Dieu est-il dès lors progressivement marginalisé? Ou est-il compris de plus en plus comme principe immanent, toujours présent? Le miracle de la vie consiste-t-il donc en ce que Dieu est intervenu dans la matière? Ou bien que la matière contient en elle-même la force poussant à la vie ne relève-t-il pas d'un plus grand miracle encore? La théologie devra répondre à ces questions. Elle est prise dans une tension entre tradition biblique et vision scientifique du monde. En même temps, elle ne devra pas oublier qu'elle peut reméditer sur le concept de la vie même. Car Dieu fut compris depuis toujours comme Vie, et la grande utopie de l'humanité est sans cesse appelée Vie dans la Bible et la tradition.

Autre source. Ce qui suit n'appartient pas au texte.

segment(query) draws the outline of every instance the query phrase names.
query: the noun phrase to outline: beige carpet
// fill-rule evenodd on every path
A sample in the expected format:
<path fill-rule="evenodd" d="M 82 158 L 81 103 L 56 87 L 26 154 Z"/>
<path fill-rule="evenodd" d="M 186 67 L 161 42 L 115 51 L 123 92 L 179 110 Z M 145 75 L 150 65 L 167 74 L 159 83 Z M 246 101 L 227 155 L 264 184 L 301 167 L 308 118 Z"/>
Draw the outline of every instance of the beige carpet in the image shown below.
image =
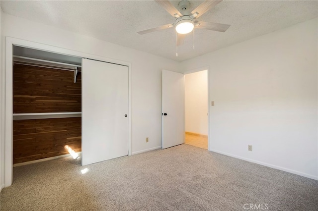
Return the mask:
<path fill-rule="evenodd" d="M 316 180 L 185 144 L 80 163 L 68 157 L 14 167 L 1 210 L 318 210 Z"/>

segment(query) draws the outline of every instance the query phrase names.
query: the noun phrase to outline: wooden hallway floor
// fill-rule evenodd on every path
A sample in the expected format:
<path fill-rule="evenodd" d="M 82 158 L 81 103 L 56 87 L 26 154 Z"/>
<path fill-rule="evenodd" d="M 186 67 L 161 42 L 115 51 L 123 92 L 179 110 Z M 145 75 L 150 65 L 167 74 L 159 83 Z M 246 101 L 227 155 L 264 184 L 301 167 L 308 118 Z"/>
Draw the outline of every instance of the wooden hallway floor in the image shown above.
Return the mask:
<path fill-rule="evenodd" d="M 185 134 L 185 144 L 208 149 L 208 138 Z"/>

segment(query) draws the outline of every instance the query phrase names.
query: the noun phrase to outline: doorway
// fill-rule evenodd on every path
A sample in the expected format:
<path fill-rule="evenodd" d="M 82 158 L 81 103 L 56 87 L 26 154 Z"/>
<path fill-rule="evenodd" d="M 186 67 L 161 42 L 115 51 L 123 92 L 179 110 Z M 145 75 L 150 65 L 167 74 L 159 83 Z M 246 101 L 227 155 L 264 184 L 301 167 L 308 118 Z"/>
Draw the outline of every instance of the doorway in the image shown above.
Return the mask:
<path fill-rule="evenodd" d="M 186 74 L 185 144 L 208 149 L 208 70 Z"/>

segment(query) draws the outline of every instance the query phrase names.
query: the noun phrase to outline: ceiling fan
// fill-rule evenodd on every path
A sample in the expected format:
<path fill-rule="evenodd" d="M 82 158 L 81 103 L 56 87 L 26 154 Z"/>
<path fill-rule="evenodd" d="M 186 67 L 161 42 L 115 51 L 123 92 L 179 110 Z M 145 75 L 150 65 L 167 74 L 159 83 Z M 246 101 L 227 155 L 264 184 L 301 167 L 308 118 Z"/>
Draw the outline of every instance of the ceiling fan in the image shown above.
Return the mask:
<path fill-rule="evenodd" d="M 156 31 L 167 29 L 175 27 L 177 36 L 179 34 L 186 34 L 192 31 L 193 28 L 206 29 L 209 30 L 224 32 L 230 27 L 228 24 L 217 23 L 209 23 L 199 21 L 196 20 L 199 17 L 208 11 L 213 6 L 220 3 L 222 0 L 207 0 L 200 4 L 193 11 L 189 12 L 188 9 L 190 2 L 187 0 L 182 0 L 179 3 L 181 9 L 179 12 L 168 0 L 155 0 L 163 7 L 170 15 L 176 18 L 173 23 L 164 25 L 152 29 L 138 32 L 138 34 L 143 35 Z M 177 45 L 179 45 L 178 43 Z"/>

C'est pourquoi il est important que nous prenions conscience dans la première partie de l'influence et de la signification culturelle actuelle de la théorie de l'évolution. Les contributions de Bloemers et de Häring s'en chargent. Dans la deuxième partie, différents aspects de la théorie de l'évolution sont approfondis. L'idée d'évolution fait apparaître non seulement la vie terrestre, mais aussi le cosmos tout entier au sein d'une grande unité englobante. Comment cette unité peut-elle être décrite de plus près (de Schrijver)? Quelle critique le créationnisme a-t-il à formuler à l'encontre de la théorie de l'évolution (Drees)? Comment l'évolution peut-elle être conçue à partir de la «philosophie du processus» de Whitehead (Suchocki)? Et pour finir, Ch. Theobald place le concept de la vie dans un vaste cadre de référence religieux et théologique. Dans la troisième partie, le dialogue avec la foi et la théologie est concrétisé. II y va de l'anthropologie chrétienne (Michollet), de la relation entre sciences naturelles et discours biblique en général (Campbell), ainsi que très concrètement de deux messages différents et contradictoires que van Iersel découvre dans la doctrine de l'évolution et dans la Bible. Des études comparatives sur Teilhard de Chardin (Galleni) et Sri Aurobindo (Aykara) concluent la thématique. La théorie de l'évolution est souvent associée à la dure lutte pour la survie; le message biblique du souci pour les défavorisés s'oppose diamétralement à ce principe. Cette idée tenait surtout à coeur à notre collègue et ami Bas van Iersel, qui s'est éteint le 7 juillet 1999. Il a donné des impulsions décisives à la thématique de ce cahier et en a fortement inspiré l'élaboration; le cahier porte sa signature. Outre sa propre contribution, nous en avons donc intégré deux autres, nées encore avant sa mort et parues une première fois en collaboration avec lui dans la revue néerlandaise Schrift. Il s'agit des contributions de P. Bloemers et de W. B. Drees. Nous remercions van Iersel pour son travail. En annexe à sa contribution, il est fait brièvement mémoire de sa personne et de ses grands mérites pour la revue Concilium.